Hej,

Pomóżcie proszę bo już mam taki mętlik, że głowa boli - do rzeczy - posiadam D90 + Tokina 50-135/2,8 + Nikkor 35/1,8.
Robię zdjęcia przede wszystkim rodzinne (imprezy) + portrety. Niedawno urodziła mi się kolejna pociecha, w związku z tym aparat znowu pójdzie w ruch - niestety to czego mi prawie zawsze brakuje (zdjęcia w pomieszczeniach) to światło.

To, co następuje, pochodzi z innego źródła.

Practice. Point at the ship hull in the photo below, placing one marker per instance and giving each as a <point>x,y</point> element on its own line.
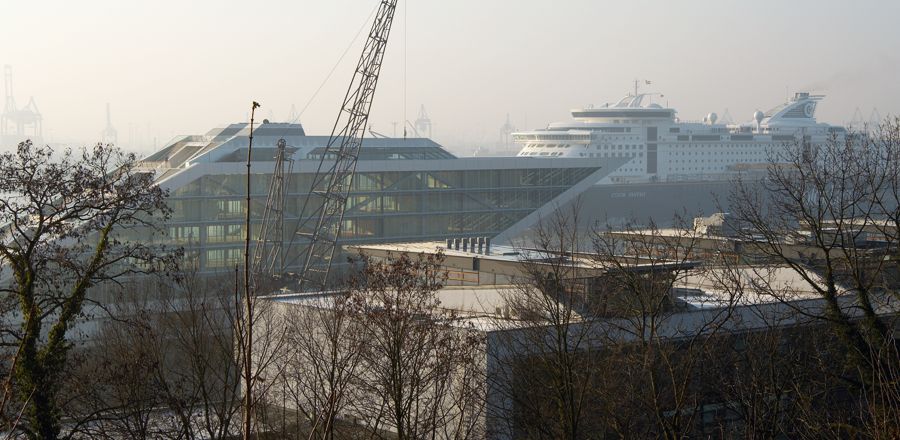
<point>665,204</point>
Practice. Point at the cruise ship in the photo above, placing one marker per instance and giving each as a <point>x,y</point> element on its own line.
<point>671,166</point>
<point>404,190</point>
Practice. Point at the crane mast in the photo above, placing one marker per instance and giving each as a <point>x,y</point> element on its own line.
<point>323,208</point>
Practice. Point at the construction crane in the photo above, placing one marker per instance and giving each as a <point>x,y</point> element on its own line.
<point>323,208</point>
<point>268,256</point>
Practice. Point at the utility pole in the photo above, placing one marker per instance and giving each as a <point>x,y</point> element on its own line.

Wykombinowałem, że pora rozstać się z D90 i kupić coś z bardziej użytecznym ISO - i teraz pytanie jak w tytule - zawsze z tyłu głowy miałem kuno FX (nawet używanego), ale odstrasza mnie koszt obiektywów. Zainteresowałem się wobec tego D7500, bo podobno bardzo dobrze sobie radzi w gorszym oświetleniu. Ale brnąc dalej w temat, pojawiła się wątpliwość, że może kupić w ogóle D7200 (nawet używany), a zaoszczędzoną różnicę dołożyć do jakiegoś dobrego obiektywu (pytanie tylko jakiego?? Sigma Art 85/1,4 ??).
Jakieś sugestie, opinie?
Czy D7500 ma faktycznie znacznie większą przewagę w gorszych warunkach oświetleniowych od D7200?
A może mimo wszystko np. używany D7500?